『モノを見る眼は人を見る眼、人を見る眼はモノを見る眼』
一流を知れば、一流に欠けている何かがある、それ以下が分かるが、
二流を見続けると、一流も二流もわからなくなる。三流も推して知るべし。
*Goro Sakamoto (1923 – 2016) 不言堂
*Katsura Yamaguchi Christies Japan CEO
[art-alien.hatenablog. トウキョウ・アート・ダイアリー]より。
皆さんの、モノの価値、美しさの基準は何ですか?
世の中に存在する価値あるものを指す時、それはかなり高価で限定されていて、それを見る眼が必要であることが多いと感じます。

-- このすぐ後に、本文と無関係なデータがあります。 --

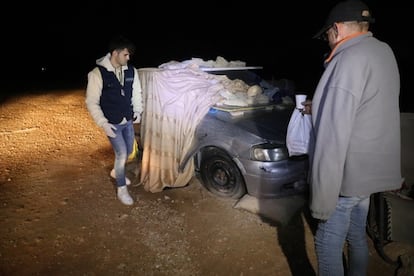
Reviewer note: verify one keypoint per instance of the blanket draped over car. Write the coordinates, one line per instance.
(175, 101)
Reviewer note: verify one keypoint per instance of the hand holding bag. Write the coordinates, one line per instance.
(298, 133)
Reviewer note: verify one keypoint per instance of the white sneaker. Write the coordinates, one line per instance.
(123, 196)
(112, 174)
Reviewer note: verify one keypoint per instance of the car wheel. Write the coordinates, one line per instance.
(220, 175)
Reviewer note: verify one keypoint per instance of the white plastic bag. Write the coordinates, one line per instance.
(298, 133)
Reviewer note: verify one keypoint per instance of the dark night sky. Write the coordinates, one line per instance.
(67, 38)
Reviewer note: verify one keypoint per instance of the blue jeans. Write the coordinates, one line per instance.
(347, 224)
(122, 145)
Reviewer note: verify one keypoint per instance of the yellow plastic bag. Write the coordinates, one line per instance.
(134, 152)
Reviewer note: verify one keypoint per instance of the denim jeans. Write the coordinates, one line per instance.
(122, 145)
(347, 224)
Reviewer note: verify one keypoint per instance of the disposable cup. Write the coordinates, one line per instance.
(300, 98)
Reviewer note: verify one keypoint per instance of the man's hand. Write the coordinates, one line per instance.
(137, 118)
(109, 130)
(308, 107)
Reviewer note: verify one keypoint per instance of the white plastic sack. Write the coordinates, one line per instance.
(298, 133)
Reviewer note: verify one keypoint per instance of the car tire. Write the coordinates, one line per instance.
(220, 174)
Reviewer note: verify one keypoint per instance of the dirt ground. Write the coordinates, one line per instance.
(59, 214)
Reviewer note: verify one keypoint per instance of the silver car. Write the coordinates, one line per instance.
(246, 153)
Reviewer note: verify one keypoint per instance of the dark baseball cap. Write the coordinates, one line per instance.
(349, 10)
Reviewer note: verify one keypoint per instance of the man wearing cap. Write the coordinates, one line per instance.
(355, 149)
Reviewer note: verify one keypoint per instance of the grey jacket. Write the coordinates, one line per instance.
(355, 150)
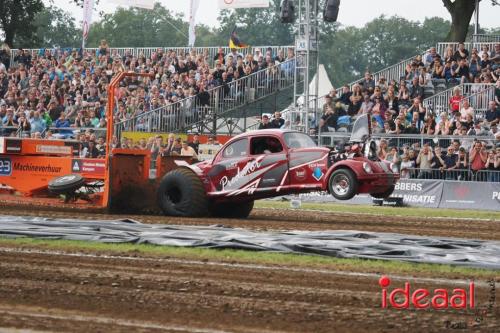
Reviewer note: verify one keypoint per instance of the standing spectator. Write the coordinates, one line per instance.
(455, 100)
(416, 90)
(4, 58)
(187, 150)
(461, 52)
(407, 166)
(368, 83)
(366, 106)
(37, 123)
(493, 166)
(437, 163)
(477, 157)
(492, 115)
(196, 143)
(424, 162)
(450, 163)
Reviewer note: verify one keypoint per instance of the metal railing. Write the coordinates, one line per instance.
(203, 111)
(479, 94)
(441, 47)
(452, 174)
(57, 132)
(331, 139)
(209, 52)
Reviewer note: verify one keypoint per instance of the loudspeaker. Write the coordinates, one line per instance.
(331, 10)
(287, 11)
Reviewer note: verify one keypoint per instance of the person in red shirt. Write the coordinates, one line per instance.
(478, 157)
(455, 100)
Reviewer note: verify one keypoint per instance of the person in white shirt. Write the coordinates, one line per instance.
(465, 110)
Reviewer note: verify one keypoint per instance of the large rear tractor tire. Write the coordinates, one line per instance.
(66, 184)
(343, 184)
(181, 193)
(384, 194)
(232, 210)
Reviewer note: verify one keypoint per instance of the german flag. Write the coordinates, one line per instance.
(234, 41)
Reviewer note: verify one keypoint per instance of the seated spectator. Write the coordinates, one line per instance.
(423, 162)
(455, 100)
(186, 150)
(404, 96)
(329, 120)
(382, 149)
(356, 99)
(462, 71)
(393, 156)
(465, 110)
(368, 84)
(493, 166)
(392, 102)
(450, 163)
(416, 90)
(407, 166)
(443, 125)
(478, 157)
(492, 115)
(37, 123)
(366, 106)
(277, 121)
(430, 56)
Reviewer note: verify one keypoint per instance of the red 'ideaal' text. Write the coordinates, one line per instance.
(422, 298)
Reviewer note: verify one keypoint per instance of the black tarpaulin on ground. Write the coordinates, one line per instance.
(339, 243)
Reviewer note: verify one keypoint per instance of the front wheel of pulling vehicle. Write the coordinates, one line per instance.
(343, 184)
(385, 194)
(232, 210)
(181, 193)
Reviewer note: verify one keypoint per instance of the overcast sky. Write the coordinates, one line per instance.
(352, 12)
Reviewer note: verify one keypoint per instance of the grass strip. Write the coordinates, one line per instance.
(254, 257)
(384, 210)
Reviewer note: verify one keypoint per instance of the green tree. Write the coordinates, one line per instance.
(54, 27)
(461, 14)
(349, 51)
(16, 18)
(256, 26)
(137, 27)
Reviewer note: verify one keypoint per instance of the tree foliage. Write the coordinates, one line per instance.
(53, 27)
(461, 14)
(16, 18)
(140, 27)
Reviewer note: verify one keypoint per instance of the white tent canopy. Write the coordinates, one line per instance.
(324, 86)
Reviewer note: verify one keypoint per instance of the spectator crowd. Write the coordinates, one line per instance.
(62, 92)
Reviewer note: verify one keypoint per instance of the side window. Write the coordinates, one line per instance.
(236, 149)
(265, 145)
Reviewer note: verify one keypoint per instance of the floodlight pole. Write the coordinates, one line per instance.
(307, 61)
(476, 26)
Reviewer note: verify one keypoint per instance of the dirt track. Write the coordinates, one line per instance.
(47, 291)
(281, 219)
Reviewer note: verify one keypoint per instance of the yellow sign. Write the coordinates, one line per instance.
(136, 136)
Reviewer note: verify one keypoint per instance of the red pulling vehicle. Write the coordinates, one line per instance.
(269, 163)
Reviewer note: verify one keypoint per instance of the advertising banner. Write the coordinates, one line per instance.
(471, 195)
(428, 193)
(422, 193)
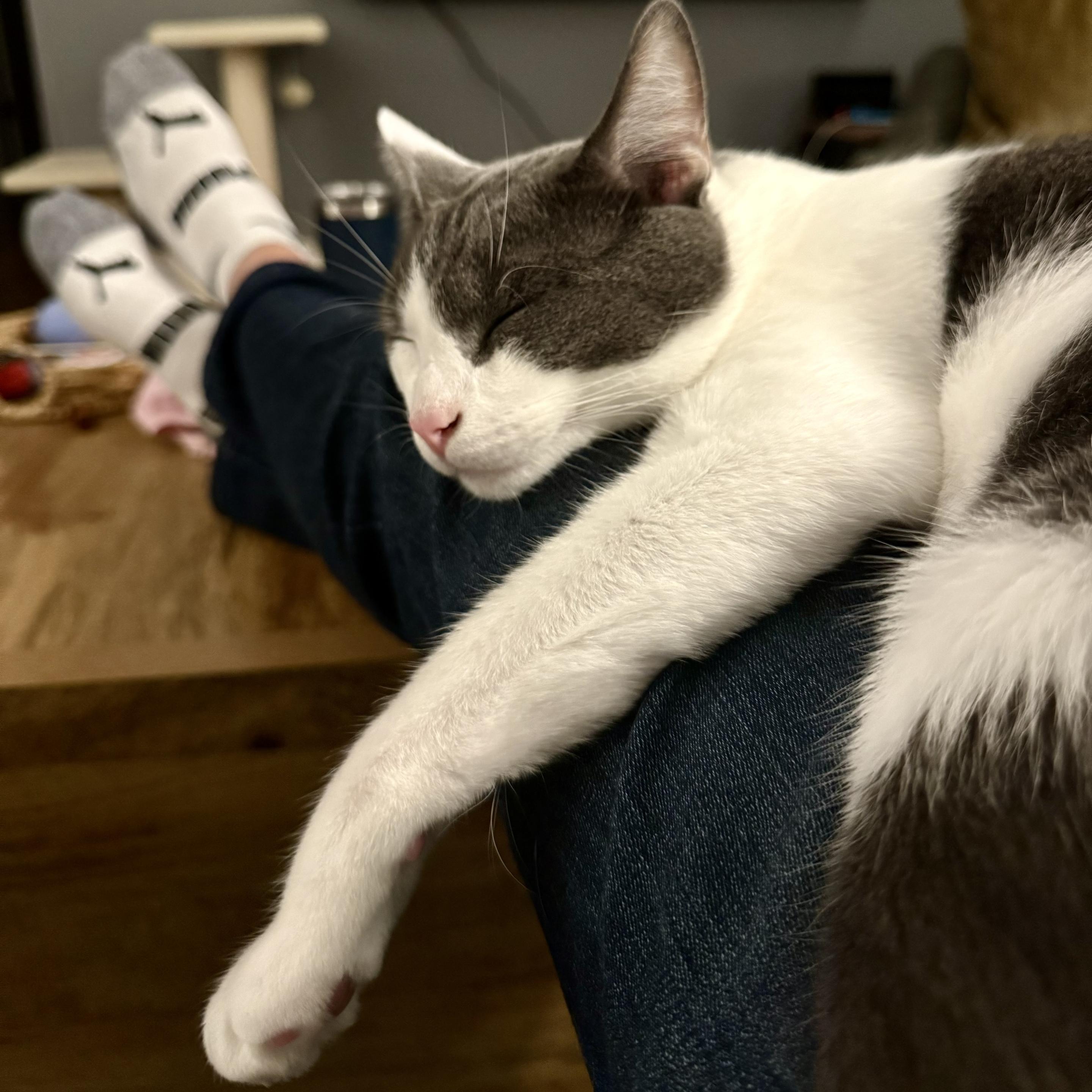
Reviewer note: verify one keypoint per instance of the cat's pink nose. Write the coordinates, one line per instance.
(435, 427)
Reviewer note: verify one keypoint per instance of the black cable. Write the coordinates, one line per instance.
(486, 72)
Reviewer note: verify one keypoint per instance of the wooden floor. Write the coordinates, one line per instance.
(172, 690)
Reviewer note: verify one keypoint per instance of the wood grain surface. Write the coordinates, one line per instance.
(173, 689)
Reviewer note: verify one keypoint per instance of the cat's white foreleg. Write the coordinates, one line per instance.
(685, 550)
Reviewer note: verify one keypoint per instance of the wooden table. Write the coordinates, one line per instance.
(172, 689)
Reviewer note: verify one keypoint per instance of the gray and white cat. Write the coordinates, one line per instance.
(818, 353)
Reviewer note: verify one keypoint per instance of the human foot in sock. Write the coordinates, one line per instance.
(100, 266)
(185, 168)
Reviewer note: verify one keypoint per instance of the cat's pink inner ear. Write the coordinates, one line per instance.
(653, 138)
(674, 182)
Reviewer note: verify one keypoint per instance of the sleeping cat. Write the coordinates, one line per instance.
(817, 354)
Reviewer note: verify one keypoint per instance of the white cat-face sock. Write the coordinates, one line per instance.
(97, 261)
(185, 168)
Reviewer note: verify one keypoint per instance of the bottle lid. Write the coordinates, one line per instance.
(356, 200)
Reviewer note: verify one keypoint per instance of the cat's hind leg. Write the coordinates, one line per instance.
(957, 927)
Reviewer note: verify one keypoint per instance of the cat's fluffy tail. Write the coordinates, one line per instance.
(958, 926)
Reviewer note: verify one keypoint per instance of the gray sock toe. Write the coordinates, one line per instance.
(140, 70)
(54, 226)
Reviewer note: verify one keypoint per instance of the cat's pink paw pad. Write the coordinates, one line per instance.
(341, 997)
(282, 1039)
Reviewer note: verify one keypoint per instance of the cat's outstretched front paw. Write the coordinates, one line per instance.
(277, 1008)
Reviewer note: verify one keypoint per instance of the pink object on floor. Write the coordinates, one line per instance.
(158, 411)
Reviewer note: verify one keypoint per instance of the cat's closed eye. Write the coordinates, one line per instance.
(499, 322)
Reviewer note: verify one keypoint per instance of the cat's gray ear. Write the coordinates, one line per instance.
(653, 139)
(424, 171)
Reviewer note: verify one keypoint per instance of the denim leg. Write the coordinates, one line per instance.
(675, 861)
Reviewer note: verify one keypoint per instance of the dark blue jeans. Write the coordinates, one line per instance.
(676, 861)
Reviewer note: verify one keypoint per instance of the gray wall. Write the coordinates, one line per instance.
(563, 56)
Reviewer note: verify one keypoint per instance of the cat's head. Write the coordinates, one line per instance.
(542, 302)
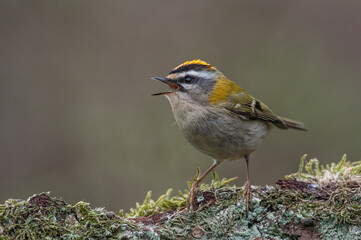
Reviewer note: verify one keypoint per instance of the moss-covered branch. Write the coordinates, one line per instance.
(324, 202)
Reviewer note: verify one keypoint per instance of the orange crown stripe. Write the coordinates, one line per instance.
(198, 62)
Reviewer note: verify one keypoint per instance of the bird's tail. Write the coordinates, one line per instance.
(293, 124)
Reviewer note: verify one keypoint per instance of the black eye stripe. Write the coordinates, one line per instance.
(187, 79)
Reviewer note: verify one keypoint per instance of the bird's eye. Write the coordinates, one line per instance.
(188, 79)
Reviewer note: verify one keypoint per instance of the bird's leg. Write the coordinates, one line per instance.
(191, 196)
(247, 194)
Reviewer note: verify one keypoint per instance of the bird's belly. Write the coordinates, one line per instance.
(225, 137)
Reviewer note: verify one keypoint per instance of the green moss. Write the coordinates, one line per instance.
(45, 217)
(168, 203)
(316, 202)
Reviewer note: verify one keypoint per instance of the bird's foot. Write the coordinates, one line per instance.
(247, 195)
(191, 196)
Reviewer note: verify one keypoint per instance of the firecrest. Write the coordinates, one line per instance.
(218, 117)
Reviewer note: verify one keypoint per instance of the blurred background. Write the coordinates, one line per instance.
(76, 113)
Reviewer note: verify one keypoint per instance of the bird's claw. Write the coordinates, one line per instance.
(247, 195)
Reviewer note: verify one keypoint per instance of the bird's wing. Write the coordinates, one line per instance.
(243, 104)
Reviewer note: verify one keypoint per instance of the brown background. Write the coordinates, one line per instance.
(77, 118)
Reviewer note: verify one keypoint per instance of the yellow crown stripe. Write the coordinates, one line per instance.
(196, 61)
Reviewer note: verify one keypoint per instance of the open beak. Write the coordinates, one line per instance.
(173, 86)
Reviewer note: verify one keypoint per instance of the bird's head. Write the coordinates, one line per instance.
(199, 82)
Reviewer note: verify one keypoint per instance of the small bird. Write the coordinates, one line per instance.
(218, 117)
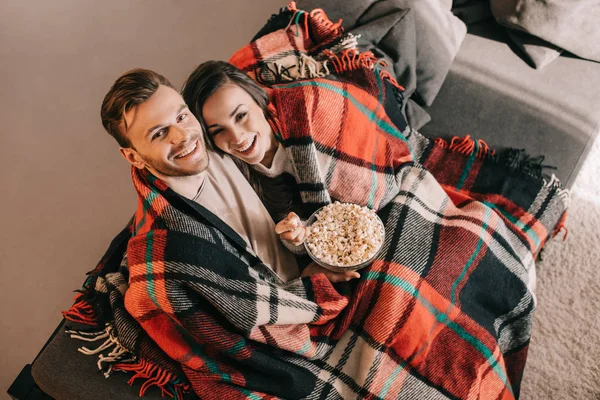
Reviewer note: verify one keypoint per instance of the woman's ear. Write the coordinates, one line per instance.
(132, 157)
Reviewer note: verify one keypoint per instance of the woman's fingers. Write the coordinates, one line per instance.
(336, 277)
(300, 238)
(289, 223)
(293, 235)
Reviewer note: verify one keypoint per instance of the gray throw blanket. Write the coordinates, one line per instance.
(418, 38)
(570, 25)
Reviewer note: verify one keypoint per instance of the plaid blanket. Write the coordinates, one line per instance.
(446, 310)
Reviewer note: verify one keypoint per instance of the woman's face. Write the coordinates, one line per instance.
(238, 125)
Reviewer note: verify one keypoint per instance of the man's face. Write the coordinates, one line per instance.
(166, 138)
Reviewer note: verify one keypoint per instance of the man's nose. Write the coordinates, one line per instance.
(179, 134)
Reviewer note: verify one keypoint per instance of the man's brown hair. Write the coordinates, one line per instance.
(131, 89)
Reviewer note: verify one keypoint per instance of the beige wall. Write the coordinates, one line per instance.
(65, 190)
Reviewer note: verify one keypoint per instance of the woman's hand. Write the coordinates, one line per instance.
(334, 277)
(291, 229)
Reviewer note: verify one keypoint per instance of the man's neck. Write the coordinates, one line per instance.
(186, 186)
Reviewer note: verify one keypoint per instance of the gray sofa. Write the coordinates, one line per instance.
(490, 93)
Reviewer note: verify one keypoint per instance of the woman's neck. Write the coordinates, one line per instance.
(267, 160)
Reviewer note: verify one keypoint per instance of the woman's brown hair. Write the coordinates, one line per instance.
(276, 193)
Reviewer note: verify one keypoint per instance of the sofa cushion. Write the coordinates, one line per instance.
(492, 94)
(64, 373)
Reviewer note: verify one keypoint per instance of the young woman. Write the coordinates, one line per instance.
(300, 147)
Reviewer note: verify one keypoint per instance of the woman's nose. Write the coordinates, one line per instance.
(236, 135)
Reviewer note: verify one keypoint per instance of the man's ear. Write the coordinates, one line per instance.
(132, 157)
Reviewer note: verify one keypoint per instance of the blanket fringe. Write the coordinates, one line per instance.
(467, 146)
(117, 354)
(81, 312)
(154, 376)
(324, 30)
(351, 59)
(120, 359)
(560, 227)
(515, 159)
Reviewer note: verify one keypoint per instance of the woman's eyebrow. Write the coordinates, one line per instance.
(234, 111)
(230, 115)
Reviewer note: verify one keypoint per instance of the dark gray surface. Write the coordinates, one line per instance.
(64, 373)
(492, 94)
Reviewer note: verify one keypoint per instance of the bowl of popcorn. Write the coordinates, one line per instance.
(344, 236)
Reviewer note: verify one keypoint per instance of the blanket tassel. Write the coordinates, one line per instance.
(351, 59)
(155, 376)
(560, 227)
(81, 312)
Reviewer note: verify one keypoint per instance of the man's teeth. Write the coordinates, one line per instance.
(187, 152)
(248, 146)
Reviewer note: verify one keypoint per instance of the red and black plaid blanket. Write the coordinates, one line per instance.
(446, 310)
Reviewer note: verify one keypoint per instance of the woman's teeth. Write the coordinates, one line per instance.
(245, 149)
(191, 150)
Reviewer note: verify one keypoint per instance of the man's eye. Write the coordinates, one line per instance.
(159, 134)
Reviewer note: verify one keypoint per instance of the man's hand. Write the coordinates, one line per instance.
(291, 229)
(334, 277)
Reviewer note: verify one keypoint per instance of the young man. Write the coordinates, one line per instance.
(157, 133)
(198, 280)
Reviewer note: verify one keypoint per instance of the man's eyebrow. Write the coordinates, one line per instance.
(155, 127)
(230, 115)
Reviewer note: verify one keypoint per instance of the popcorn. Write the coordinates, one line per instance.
(345, 234)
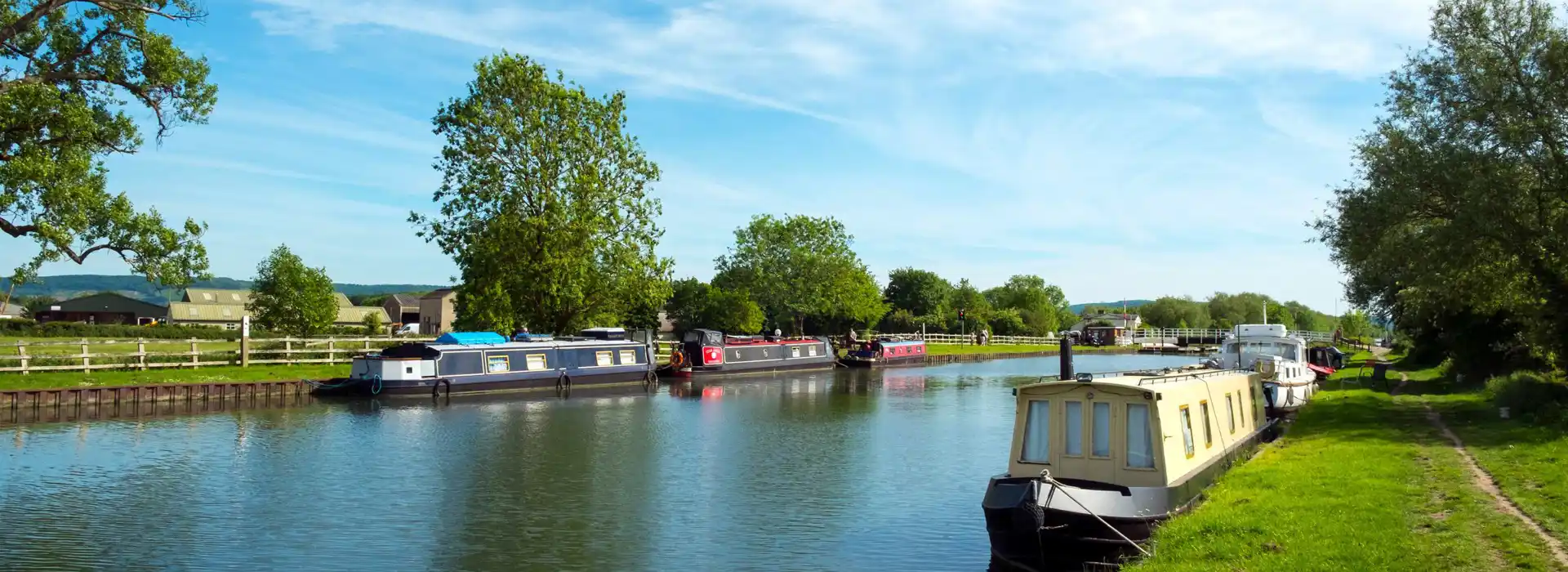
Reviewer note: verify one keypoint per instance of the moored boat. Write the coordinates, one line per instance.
(1290, 380)
(1098, 463)
(706, 353)
(465, 362)
(886, 353)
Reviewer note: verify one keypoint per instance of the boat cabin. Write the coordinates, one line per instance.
(1137, 431)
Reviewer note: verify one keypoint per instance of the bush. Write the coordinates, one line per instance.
(1529, 395)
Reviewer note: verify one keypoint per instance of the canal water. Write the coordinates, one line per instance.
(830, 471)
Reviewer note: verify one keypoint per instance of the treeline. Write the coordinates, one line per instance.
(1455, 226)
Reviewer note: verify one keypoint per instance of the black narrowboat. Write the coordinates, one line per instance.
(886, 353)
(470, 362)
(706, 351)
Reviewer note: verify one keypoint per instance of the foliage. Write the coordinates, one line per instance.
(1462, 191)
(1529, 395)
(1041, 306)
(920, 292)
(68, 66)
(291, 297)
(545, 203)
(697, 305)
(799, 266)
(372, 324)
(1175, 312)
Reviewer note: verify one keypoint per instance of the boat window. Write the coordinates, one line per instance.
(1186, 430)
(1075, 425)
(1230, 411)
(1099, 430)
(1140, 449)
(1037, 433)
(1208, 439)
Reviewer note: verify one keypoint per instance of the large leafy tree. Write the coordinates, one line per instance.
(920, 292)
(545, 203)
(1460, 204)
(291, 297)
(799, 266)
(1041, 306)
(71, 66)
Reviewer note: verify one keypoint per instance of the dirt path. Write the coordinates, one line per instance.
(1486, 483)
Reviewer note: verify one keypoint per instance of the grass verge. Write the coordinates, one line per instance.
(1361, 481)
(51, 380)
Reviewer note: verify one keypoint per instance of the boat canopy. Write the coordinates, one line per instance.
(468, 339)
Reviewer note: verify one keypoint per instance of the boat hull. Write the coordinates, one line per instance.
(513, 381)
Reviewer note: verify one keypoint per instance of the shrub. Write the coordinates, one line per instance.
(1529, 395)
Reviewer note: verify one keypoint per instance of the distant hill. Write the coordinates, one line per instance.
(71, 286)
(1120, 303)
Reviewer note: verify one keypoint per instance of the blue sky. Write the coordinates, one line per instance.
(1117, 148)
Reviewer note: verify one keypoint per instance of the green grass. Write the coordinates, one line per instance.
(1361, 481)
(949, 350)
(51, 380)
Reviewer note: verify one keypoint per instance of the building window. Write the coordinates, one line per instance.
(1186, 430)
(1075, 428)
(1140, 447)
(1099, 430)
(1037, 433)
(1230, 411)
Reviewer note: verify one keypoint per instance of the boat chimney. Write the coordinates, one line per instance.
(1067, 356)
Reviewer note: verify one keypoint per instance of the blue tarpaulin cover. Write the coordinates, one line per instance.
(470, 337)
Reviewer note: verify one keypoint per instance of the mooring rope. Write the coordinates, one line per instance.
(1045, 476)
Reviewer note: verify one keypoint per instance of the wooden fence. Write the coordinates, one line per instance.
(117, 355)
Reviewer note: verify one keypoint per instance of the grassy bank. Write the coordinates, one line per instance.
(1360, 483)
(51, 380)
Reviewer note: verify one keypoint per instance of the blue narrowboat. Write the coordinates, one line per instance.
(468, 362)
(886, 353)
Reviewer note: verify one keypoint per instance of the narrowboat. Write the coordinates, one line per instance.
(466, 362)
(886, 353)
(1098, 463)
(1290, 378)
(706, 353)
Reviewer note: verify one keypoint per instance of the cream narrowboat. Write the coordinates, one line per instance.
(1097, 463)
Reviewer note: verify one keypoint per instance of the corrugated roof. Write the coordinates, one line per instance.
(216, 297)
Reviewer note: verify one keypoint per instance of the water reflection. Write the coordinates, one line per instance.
(843, 471)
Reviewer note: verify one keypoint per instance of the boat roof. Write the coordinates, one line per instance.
(1143, 382)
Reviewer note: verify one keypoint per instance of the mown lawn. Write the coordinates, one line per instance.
(49, 380)
(1361, 481)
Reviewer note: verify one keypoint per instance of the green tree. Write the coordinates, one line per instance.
(292, 298)
(1460, 203)
(372, 324)
(1039, 305)
(920, 292)
(799, 266)
(71, 66)
(545, 203)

一方で、個人のモノの価値は、価格ではない、心が揺さぶられるほど惚れ込んで、
すごく大好きで、とても想い入れのある大切にしているものであると思います。
モノが繋がっていくと、物語りになり、ストーリーがあることで、より価値あるものになっていく…
先日、日本経済新聞社へ、古美術・骨董 月刊誌『眼の目』の特別講演会へ行ってきました。
お題は『美意識と銭(ゼニ)意識』
世界のアートシーンで活躍する、世界・日本文化のBig nameのお二人、
山口桂氏(クリスティーズジャパン代表)&杉本博司氏(現代美術作家)の対談。
人間は、意識が芽生え、美を見い出し、美しいものが価値あるものとされ、
その価値あるものを持つ者が権力者となり、
ステータスとなった。
これが美意識と価値の歴史。
人が素晴らしいからではない、美しいものを持つ者だから素晴らしいのだという。
人の意図的な意識によって美意識や価値は創り上げられてきたのでしょう。
そして、山口氏のある記事から、
価値を見極める審美眼は、本当に良いものだけを常日頃から見るようにする、これに尽きるという。
例えば食事、A級グルメを1回でも食べてみないと、B級グルメの価値もわからない。またB級にも違った良さがあることにも気づける。
両方経験することで、B級グルメの中にもさらなる良しあしがあることがわかり、見極める目が養われていく。
人が肥えることで、その人にしか味わえない「本当に価値あるもの」に気づくことができる。
長く経験を積み良いものを見て、知識を身につければ、一流かどうかは見極められる。
でもやはり一番大切なことは、
本当にそれが好きで、揺り動かされる心を持っていること!
そして週末は、日本歯科界のBig 3の一人、
『内藤正裕先生』の『くれなゐ塾』第一回目を受講して参りました。
世の中に存在するものも、治療においても、目に見える事実と思われているものを鵜呑みにせず、
目に見えないものを無視してはいけない。
人・物事に食らいついていって学んでほしい、そうすればきっと美味しい食事にありつけるから。
印象的なお言葉でした。
歯科医学とは、科学であり、アートであるというのが私の考えです。
この2つの異なる要素が結合して、私の歯科医の仕事が成り立ちます。
美しさ(歯の見え方)は「アート」であるし、
かみ合わせ(咬合や機能)は咀嚼:ソシャク=咬むことを扱う「科学」です。
だからこそ、一見異なる世界を常に重ね合わせて見てきました。
自分の人生のすべての場面で、質の高い良いものに触れ、本物を見て感じることが大切だと教わり生きてきました。
一流を知る機会、一流に触れる機会、本物を見ることを丁寧に培ってきたと思います。
一流のお二人に共通してあるものは、情熱と本質を見る眼、その姿勢です。(私はそう感じます)
歯を扱う歯医者として、私の価値あるモノや美しさの基準は、歯です。
歯は、”価値” と “美しさ” が共存しているものなんです。
もし、あなたにとっても価値あるものだとしたら、その自分の歯、誰に託し、どう扱い、どう魅せていきますか?
あなたの思う美と、そこにわずかに私の見る美を融合させて、
あなただけの美しさを創り上げ、価値を見い出すことが、私の仕事です。
もちろんそれがずっと美しくあるようにすることも。
美は見る人の眼の中にある。とは言いますが、
見る眼ができれば、その違いに気づくはず。
ものを見る眼は人を見る眼、私が大好きな言葉です。